Printemps 2025, le mocassin fait sécession. Derrière ce retour en grâce, il y a une génération - la Gen Z en tête - qui n’a jamais connu l’uniforme scolaire mais s’en inspire à l’envi. Le mocassin devient alors un terrain de jeu codé : il se porte avec des chaussettes blanches hautes pour réveiller un fantasme à la Gossip Girl, version TikTok. Il flirte avec les vestiaires dark academia, clean girl, quiet luxury… et réussit l’exploit de les traverser tous sans jamais perdre de sa superbe.

Mais s’il revient, c’est aussi parce qu’il rassure. Il incarne une forme de permanence dans un monde où tout bouge trop vite. Le mocassin ne triche pas. C’est un soulier d’attitude. Et c’est peut-être pour cela qu’on le retrouve aux pieds de celles qui façonnent les récits mode d’aujourd’hui : Bella Hadid, Alexa Chung, mais aussi Emma Chamberlain, qui les porte à la croisée du vintage, de la provocation et de l’élégance.

Toutefois, le mocassin reste un marqueur social. Porté dans les couloirs de Wall Street comme dans ceux de la Sorbonne, il n’a jamais cessé de faire entendre sa voix. Il a habillé les Mods, les jeunes conservateurs, les féministes, les banquiers, les profs de philo. Il peut être de droite, de gauche, du centre… Il peut être protestataire, normcore, élitiste, ironique. Tout dépend de qui le porte - et comment.

Aujourd’hui, il a réussi être à la fois mainstream et ultra-niche. Il est partout. Il est vous. Il est nous.

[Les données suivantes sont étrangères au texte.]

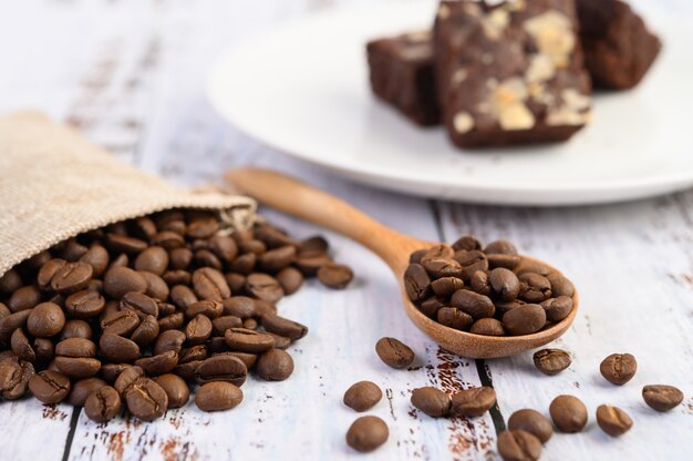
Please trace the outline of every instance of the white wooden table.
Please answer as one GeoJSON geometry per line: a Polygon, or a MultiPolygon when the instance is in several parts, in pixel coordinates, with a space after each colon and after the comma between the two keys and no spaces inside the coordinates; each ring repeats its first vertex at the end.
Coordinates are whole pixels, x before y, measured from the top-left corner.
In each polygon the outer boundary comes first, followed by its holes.
{"type": "MultiPolygon", "coordinates": [[[[364,0],[363,2],[366,2],[364,0]]],[[[669,0],[687,9],[687,0],[669,0]]],[[[589,408],[579,434],[556,434],[549,460],[693,459],[693,193],[625,205],[537,209],[468,206],[397,196],[364,187],[290,160],[228,126],[209,106],[204,79],[229,43],[262,33],[329,0],[77,1],[0,3],[0,111],[33,106],[81,129],[127,162],[180,184],[220,181],[235,165],[271,166],[343,197],[389,226],[426,239],[474,233],[508,237],[524,253],[552,262],[581,291],[579,316],[555,344],[573,354],[557,377],[540,376],[531,354],[468,360],[441,350],[404,315],[396,281],[369,250],[328,236],[356,280],[345,291],[310,283],[280,310],[310,334],[292,347],[296,372],[286,382],[254,379],[240,407],[203,413],[192,403],[163,420],[117,419],[95,424],[66,404],[27,399],[0,403],[3,460],[337,460],[366,458],[348,449],[344,433],[356,413],[341,403],[354,381],[385,391],[371,413],[390,426],[374,460],[494,459],[496,434],[520,408],[548,413],[559,393],[589,408]],[[374,354],[395,336],[418,355],[410,371],[386,368],[374,354]],[[639,372],[622,388],[607,383],[599,362],[612,352],[638,358],[639,372]],[[644,406],[648,383],[685,393],[668,414],[644,406]],[[446,390],[493,385],[498,407],[478,419],[434,420],[408,403],[413,388],[446,390]],[[633,429],[604,436],[594,410],[612,403],[633,429]]],[[[338,8],[350,8],[353,1],[338,8]]],[[[687,93],[686,93],[687,94],[687,93]]],[[[0,172],[1,174],[1,172],[0,172]]],[[[0,197],[1,199],[1,197],[0,197]]],[[[311,225],[263,211],[298,236],[311,225]]]]}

Les mocassins à adopter ce printemps

Ce printemps, les mocassins racontent mille histoires. À commencer par celle du modèle Alanna de Bocage, qui prend le contre-pied du classique dans une teinte cognac, semelle à double trépointe à l’appui. Une silhouette affirmée, fabriquée en France, qui réinvente les codes du preppy. Plus loin en Italie, chez Gucci, le 1953 Horsebit revient comme une relique réactualisée : cuir ultra-brillant, presque liquide, pour une allure aristocratique et intemporelle.

Dans un registre plus rétro, Alohas revisité le mocassin à glands en blanc, comme tout droit sorti des bancs d’une université britannique des années 60. Même esprit chez Prada, qui prend de la hauteur avec une version légèrement surélevée, boucle ronde, cuir chocolat : le vestiaire masculin twisté.

Mais le printemps n’a pas dit son dernier mot : place aux tons laiteux et aux formes douces. Chez Paraboot, il se décline en crème, comme une évidence pour les beaux jours. Odissì, marque italienne montante, propose avec  Kali - un mocassin mule aux lignes pures, fluide, sans genre assigné. Même approche chez Socque, dont le modèle Lucca en cuir velours camel joue avec les volumes et les usages, grâce à sa bride arrière escamotable. La mule devient mocassin, le mocassin devient mule.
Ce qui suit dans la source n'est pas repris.